THEOREM 7.6.8 (Picard's Theorem on Existence and Uniqueness)   Let $S = \{(x,y) : \vert x - x_0\vert \leq a, \; \vert y - y_0\vert \leq b \},$ and $a, b > 0.$ Let $f : S {\longrightarrow}{\mathbb{R}}$ be such that $f$ as well as $$\frac{\partial f}{\partial y}$$ are continuous on $S.$ Also, let $M, K \in {\mathbb{R}}$ be constants such that

$$\vert f\vert \leq M, \; \vert\frac{\partial f}{\partial y}\vert \leq K \; {\mbox{ on }} \; S.$$

Let $h = \min \{a, b/M\}.$ Then the sequence of successive approximations $\{y_n\}$ (defined by (7.6.4)) for the IVP (7.6.2) uniformly converges on $\vert x - x_0\vert \leq h$ to a solution of IVP (7.6.2). Moreover the solution to IVP (7.6.2) is unique.

Remark 7.6.9   The theorem asserts the existence of a unique solution on a subinterval $\vert x - x_0\vert \leq h$ of the given interval $\vert x - x_0\vert \leq a.$ In a way it is in a neighbourhood of $x_0$ and so this result is also called the local existence of a unique solution.
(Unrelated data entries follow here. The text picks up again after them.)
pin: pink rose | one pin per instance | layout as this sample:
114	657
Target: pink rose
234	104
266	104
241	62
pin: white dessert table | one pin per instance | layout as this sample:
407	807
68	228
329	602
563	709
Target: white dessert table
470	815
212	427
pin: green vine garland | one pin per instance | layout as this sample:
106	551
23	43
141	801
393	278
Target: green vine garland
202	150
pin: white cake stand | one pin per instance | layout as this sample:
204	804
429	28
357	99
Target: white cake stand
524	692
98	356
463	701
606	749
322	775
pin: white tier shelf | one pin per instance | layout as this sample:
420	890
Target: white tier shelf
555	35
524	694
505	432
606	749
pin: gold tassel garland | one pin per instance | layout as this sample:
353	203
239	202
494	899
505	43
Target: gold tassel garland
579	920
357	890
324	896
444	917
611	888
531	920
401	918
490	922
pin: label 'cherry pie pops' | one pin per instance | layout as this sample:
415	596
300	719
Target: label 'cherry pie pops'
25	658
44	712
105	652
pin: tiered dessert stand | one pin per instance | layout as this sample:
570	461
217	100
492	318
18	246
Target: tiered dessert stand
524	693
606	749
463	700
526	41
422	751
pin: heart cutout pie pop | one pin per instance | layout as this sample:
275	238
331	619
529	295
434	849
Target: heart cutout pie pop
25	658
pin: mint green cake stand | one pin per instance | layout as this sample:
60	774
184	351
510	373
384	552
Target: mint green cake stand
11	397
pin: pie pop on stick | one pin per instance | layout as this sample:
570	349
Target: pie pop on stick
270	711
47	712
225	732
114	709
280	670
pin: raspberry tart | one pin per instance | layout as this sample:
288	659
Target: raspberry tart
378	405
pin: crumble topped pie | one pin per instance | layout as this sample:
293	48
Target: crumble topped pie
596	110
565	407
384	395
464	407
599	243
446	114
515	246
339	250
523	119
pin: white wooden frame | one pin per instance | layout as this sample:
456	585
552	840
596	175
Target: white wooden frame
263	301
A natural question is whether the solution exists on the whole of the interval $\vert x - x_0\vert \leq a.$ The answer to this question is beyond the scope of this book.

Whenever we talk of the Picard's theorem, we mean it in this local sense.

EXERCISE 7.6.10  

1. Compute the sequence $\{y_n\}$ of the successive approximations to the IVP
   $$y^\prime = y \; (y-1), \; y(x_0) = 0, x_0 \geq 0.$$

2. Show that the solution of the IVP
   $$y^\prime = y \; (y-1), \; y(x_0) = 1, x_0 \geq 0$$
   is $y \equiv 1, \; x \geq x_0.$
3. The IVP
   $$y^\prime = \sqrt{y}, \; y(0) = 0, x \geq 0$$
   has solutions $y_1 \equiv 0$ as well as $y_2 = \displaystyle\frac{x^2}{4}, x \geq 0.$ Why does the existence of the two solutions not contradict the Picard's theorem?
4. Consider the IVP
   $$y^\prime = y, \; y(0) = 1 \; {\mbox{ in }} \{(x,y ) : \vert x\vert \leq a, \vert y\vert \leq b \}$$
   for any $a, b > 0.$
   1. Compute the interval of existence of the solution of the IVP by using Theorem 7.6.8.
   2. Show that $y = e^x$ is the solution of the IVP which exists on whole of ${\mathbb{R}}.$
   This again shows that the solution to an IVP may exist on a larger interval than what is being implied by Theorem 7.6.8.